Rock & Gravel - Simple Steps

One of the easiest and most popular designs for the inside of the pond is the so-called “Simple Steps” profile, where a series of 6-8” steps are dug to create shallow shelves down to the bottom of the pond. The great advantage of this design is that the shallow steps are easily faced with relatively small, manageable ‘one-man’ stones, which help to retain a layer of gravel completely covering each shelf. Proponents note that the shelves allow easy access in and out of the pond for safety; the increased surface area of the gravel beds provides more real estate for the bacteria that metabolize fish wastes; the gravel looks more natural than a bare liner and most importantly, the pond is fast and easy to construct in this manner.
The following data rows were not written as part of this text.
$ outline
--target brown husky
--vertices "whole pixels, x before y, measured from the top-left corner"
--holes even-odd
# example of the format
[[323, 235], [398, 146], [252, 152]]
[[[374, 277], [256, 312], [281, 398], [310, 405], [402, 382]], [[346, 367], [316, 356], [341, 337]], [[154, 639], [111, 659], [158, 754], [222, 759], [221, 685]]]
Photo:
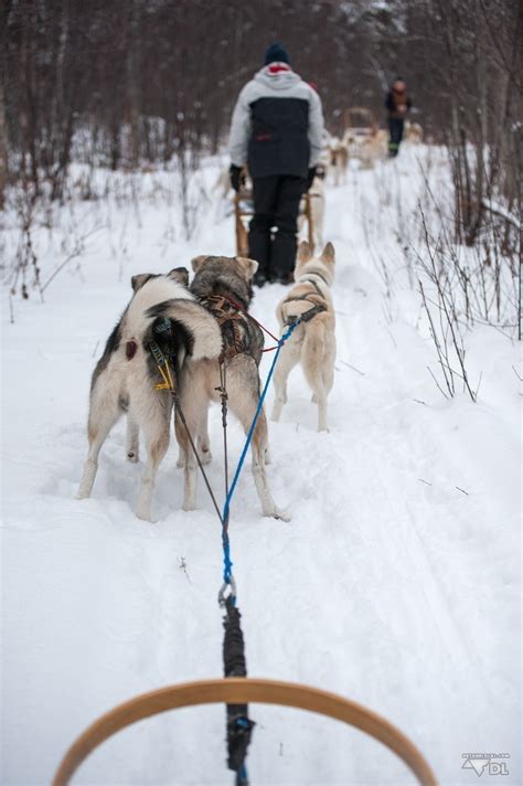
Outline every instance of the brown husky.
[[[198, 256], [192, 261], [195, 273], [190, 290], [213, 315], [222, 330], [223, 351], [220, 360], [188, 358], [180, 375], [180, 403], [189, 431], [194, 435], [203, 463], [211, 460], [207, 433], [207, 410], [212, 401], [220, 402], [221, 371], [225, 369], [228, 405], [248, 432], [259, 401], [258, 365], [264, 336], [248, 316], [253, 289], [252, 279], [258, 263], [245, 257]], [[196, 459], [180, 418], [175, 419], [180, 445], [179, 466], [184, 468], [183, 510], [194, 510], [196, 503]], [[253, 435], [253, 476], [264, 516], [288, 520], [270, 495], [265, 465], [267, 463], [267, 421], [262, 411]]]
[[[328, 243], [318, 257], [303, 241], [298, 248], [295, 286], [276, 309], [284, 332], [297, 317], [298, 325], [284, 344], [275, 372], [276, 401], [273, 421], [279, 421], [287, 403], [287, 378], [301, 361], [306, 380], [318, 404], [318, 431], [327, 432], [327, 397], [334, 381], [335, 319], [330, 287], [334, 280], [334, 247]], [[308, 318], [309, 315], [309, 318]]]

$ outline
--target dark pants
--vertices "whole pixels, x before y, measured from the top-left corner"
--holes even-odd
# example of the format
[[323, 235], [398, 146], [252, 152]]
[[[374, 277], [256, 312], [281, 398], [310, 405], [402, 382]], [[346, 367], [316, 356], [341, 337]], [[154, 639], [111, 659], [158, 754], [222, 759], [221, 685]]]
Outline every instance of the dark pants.
[[401, 117], [389, 117], [388, 118], [388, 155], [395, 157], [399, 150], [399, 144], [403, 139], [403, 126], [405, 120]]
[[306, 190], [306, 178], [274, 174], [253, 179], [248, 254], [258, 263], [258, 276], [280, 278], [295, 269], [298, 211]]

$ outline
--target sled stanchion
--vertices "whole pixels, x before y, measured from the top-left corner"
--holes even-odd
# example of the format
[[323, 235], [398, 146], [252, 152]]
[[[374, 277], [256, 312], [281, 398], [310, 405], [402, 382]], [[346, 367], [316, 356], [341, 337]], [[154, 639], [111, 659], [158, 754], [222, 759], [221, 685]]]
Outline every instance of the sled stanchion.
[[53, 786], [66, 786], [89, 753], [121, 729], [168, 710], [215, 703], [278, 704], [328, 715], [383, 743], [403, 760], [421, 786], [437, 786], [434, 773], [418, 748], [396, 726], [375, 712], [350, 699], [317, 688], [245, 677], [170, 686], [116, 707], [95, 721], [73, 743], [58, 767]]

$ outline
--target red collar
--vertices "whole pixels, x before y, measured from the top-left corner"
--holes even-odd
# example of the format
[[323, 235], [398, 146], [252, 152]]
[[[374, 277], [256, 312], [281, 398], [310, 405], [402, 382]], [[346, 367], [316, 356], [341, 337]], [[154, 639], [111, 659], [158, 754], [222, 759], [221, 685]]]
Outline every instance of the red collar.
[[290, 66], [287, 63], [271, 63], [268, 67], [269, 74], [279, 74], [280, 71], [290, 71]]

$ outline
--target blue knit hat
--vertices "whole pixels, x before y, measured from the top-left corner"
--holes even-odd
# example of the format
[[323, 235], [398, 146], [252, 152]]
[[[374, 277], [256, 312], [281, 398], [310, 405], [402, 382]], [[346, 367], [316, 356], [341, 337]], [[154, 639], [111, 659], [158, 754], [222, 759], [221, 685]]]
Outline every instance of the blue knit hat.
[[265, 65], [269, 63], [290, 63], [285, 46], [281, 46], [281, 44], [270, 44], [265, 53]]

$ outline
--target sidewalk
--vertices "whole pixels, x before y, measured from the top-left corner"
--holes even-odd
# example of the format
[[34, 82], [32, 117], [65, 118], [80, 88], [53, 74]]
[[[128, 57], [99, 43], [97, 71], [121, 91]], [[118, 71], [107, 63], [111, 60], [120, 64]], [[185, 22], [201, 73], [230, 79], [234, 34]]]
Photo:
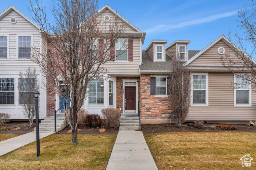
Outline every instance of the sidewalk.
[[119, 130], [106, 170], [157, 169], [142, 132]]
[[[54, 132], [40, 132], [39, 136], [41, 138], [54, 133]], [[36, 134], [36, 132], [32, 132], [0, 142], [0, 156], [35, 141]]]

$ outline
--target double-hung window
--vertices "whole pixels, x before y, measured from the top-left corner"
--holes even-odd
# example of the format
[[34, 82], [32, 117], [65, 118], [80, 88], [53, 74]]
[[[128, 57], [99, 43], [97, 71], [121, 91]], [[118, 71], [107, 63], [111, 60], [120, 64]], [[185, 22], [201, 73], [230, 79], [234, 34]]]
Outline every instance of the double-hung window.
[[89, 85], [89, 105], [104, 104], [104, 81], [94, 80]]
[[208, 106], [208, 73], [191, 73], [191, 105]]
[[180, 59], [181, 60], [186, 60], [186, 45], [179, 45], [179, 56]]
[[250, 106], [252, 91], [249, 81], [242, 77], [234, 75], [234, 106]]
[[0, 58], [7, 58], [7, 36], [0, 36]]
[[29, 58], [30, 57], [31, 37], [30, 36], [18, 36], [18, 57]]
[[0, 104], [14, 104], [14, 79], [0, 78]]
[[114, 81], [109, 81], [109, 105], [114, 104]]
[[166, 77], [156, 77], [156, 94], [167, 95], [167, 81]]
[[164, 44], [155, 44], [155, 61], [162, 61], [164, 60]]
[[127, 40], [118, 40], [116, 43], [116, 61], [127, 61], [128, 41]]
[[36, 81], [34, 79], [19, 79], [19, 104], [24, 104], [34, 101], [33, 91], [36, 90]]

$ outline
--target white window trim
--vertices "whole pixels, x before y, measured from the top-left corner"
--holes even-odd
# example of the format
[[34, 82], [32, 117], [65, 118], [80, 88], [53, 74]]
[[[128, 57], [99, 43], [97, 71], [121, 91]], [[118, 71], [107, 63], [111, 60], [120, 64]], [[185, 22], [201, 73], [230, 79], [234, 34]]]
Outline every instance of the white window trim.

The procedure is simple: mark out the perimeter of the water feature and set the plumbed biological filter in place so the excavated soil can be thrown around it, creating the mound of the waterfall. Dig out the first shelf, level and 6-8” below grade. Move inward a foot or two and dig the next level down another 6-8”; repeat until the desired depth is reached. Install the skimmer at the end opposite the falls and connect to the line from the biofilter. Line the front of each step with stones to just above the height of the shelf to form a lip to hold the gravel, then cover all the shelves with 2-3” of gravel. Start filling the pond as the crew of three begins the stream. An 11’ x 16’ pond can typically be finished and running in a single day. The simplicity and speed of installation have made this style very popular, especially with beginner pondbuilders.

In the last few years, this method has started to fall out of favor for three main reasons. First, the pond ends up relatively shallow, with a lot of surface area relative to volume, so they tend to heat up more in the warm weather, cool down more quickly in winter, lose more water to evaporation and collect more leaves. Second, the shallow water around the edge makes the pond easily accessible to wading predators like raccoons, herons and egrets, provides a breeding ground for mosquitos where the fish can’t get to them and tends to heat up, increasing the growth rate of string algae. The third and greatest disadvantage is that the debris that accumulates in the gravel builds up over time and requires periodic cleaning, and the recommended method is to drain the pond and power wash the gravel, a time- and energy-consuming task that can leave fish and plants high and dry, often with tragic consequences.